En effet, Olujić n’exclut pas la possibilité que des établissements de restauration puissent poursuivre Coca-Cola s’ils ressentent les conséquences de toute cette affaire. Les établissements où les incidents se sont produits, explique Olujić, pourraient souffrir d’une baisse de fréquentation et d’un trafic réduit car leur réputation a également été endommagée. S’il y a notamment une fermeture de l’établissement et un retrait de marchandises entraînant une fermeture prolongée, cela fournirait une bonne base pour une poursuite.
– Ces cafés où des incidents se sont produits et qui ressentiront les conséquences néfastes de tout cela pourraient résilier des contrats avec ce fournisseur et engager une poursuite contre eux – déclare Olujić.
Que faisaient Beroš et Capak ?
Il critique également les autorités compétentes car il est ‘terrible que cette nouvelle ait d’abord été publiée et commentée sur les réseaux sociaux, et que personne des autorités n’ait réagi immédiatement’. Il rappelle que l’État a une obligation constitutionnelle de veiller à la sécurité et à la santé de ses citoyens et estime que le ministre de la Santé Vili Beroš et le directeur de l’Institut croate de la santé publique Krunoslav Capak auraient dû réagir en temps utile.
Son collègue Veljko Miljević estime également que les autorités compétentes doivent réagir pour maîtriser cette situation. Il pense également que tant les individus dont la santé a été endommagée que les cafés où les incidents se sont produits ont des motifs de poursuites.
– Cependant, avec les cafés, il n’y a pas de dommage direct comme avec les individus qui ont consommé ces boissons. En effet, s’ils prouvent que ces boissons ont causé des maladies chez ces individus qui étaient dangereuses, je crois qu’ils auront de bonnes chances d’obtenir une compensation. Mais cela constitue un dommage direct pour ces individus, contrairement aux cafés dont les propriétaires peuvent subir un dommage indirect, c’est-à-dire une diminution du trafic parce que les visiteurs de ce café ont perdu confiance dans la qualité des produits offerts – déclare Miljević.
Ils pourront prouver cela en comparant le trafic avant et après l’incident, explique-t-il.
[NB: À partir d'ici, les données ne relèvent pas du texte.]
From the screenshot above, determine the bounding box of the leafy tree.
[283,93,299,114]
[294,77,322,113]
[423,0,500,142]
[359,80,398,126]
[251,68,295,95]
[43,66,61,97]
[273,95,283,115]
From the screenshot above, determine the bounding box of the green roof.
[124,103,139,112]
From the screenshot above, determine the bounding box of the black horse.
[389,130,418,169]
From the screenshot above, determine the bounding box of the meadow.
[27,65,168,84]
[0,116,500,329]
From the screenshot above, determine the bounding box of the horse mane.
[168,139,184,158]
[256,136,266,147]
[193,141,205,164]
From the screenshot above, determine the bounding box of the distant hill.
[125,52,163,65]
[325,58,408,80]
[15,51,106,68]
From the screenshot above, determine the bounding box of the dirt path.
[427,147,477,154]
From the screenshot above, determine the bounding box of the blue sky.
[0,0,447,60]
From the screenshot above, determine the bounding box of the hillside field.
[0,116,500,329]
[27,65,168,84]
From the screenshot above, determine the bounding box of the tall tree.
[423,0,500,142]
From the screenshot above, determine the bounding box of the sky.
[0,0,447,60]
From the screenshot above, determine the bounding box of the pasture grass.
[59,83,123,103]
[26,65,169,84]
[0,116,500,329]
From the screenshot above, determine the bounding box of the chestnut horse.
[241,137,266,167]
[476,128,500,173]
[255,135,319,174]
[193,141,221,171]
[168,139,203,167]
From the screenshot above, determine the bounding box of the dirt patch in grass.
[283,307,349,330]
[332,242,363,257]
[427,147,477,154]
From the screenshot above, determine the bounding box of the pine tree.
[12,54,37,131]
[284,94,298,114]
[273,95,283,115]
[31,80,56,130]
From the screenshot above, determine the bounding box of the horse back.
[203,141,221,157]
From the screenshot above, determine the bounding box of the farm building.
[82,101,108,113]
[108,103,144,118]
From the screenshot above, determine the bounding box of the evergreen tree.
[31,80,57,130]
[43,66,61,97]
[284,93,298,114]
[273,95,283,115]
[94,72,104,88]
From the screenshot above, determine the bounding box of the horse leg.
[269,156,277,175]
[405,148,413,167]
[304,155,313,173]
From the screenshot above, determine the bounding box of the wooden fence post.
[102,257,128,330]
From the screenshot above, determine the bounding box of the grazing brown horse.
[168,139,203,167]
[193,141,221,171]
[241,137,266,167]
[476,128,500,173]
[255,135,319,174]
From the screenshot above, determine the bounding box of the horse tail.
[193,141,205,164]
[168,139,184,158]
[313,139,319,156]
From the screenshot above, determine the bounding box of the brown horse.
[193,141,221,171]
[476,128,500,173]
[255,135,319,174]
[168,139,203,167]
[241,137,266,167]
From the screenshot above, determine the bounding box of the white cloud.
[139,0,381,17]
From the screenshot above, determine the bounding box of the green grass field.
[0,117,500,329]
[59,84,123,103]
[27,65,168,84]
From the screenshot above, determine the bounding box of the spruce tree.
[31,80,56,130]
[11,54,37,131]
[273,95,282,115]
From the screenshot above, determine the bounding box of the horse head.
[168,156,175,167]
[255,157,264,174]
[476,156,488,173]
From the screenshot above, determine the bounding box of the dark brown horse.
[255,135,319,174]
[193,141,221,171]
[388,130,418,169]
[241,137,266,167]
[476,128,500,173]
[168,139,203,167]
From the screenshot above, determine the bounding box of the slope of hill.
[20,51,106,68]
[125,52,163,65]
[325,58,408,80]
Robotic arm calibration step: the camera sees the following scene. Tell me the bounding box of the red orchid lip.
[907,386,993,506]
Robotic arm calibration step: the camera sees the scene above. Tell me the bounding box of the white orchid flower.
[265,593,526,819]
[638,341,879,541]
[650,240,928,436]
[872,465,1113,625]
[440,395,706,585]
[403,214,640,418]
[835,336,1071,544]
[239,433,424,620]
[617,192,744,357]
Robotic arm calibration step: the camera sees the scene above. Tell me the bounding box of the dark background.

Dans tous les cas, cela ne nous surprendrait pas, estime Miljević, si des consommateurs dont la santé a été endommagée et des propriétaires d’établissements de restauration indirectement touchés engagent des poursuites contre Coca-Cola.
L’expert juridique de Lider, Stjepan Lović, avec la réserve que le contenu des contrats doit être vérifié, déclare que dans une telle situation, les établissements de restauration pourraient résilier des contrats avec Coca-Cola sans pénalités car l’eau Romerquelle qui a été commandée par contrat ne sera probablement pas consommée par quiconque dans un avenir prévisible. De même, Coca-Cola ne sera pas consommée non plus car, comme l’a dit l’un de nos interlocuteurs, qui était dans deux cafés différents aujourd’hui, les boissons Coca-Cola n’ont été consommées dans aucun des deux.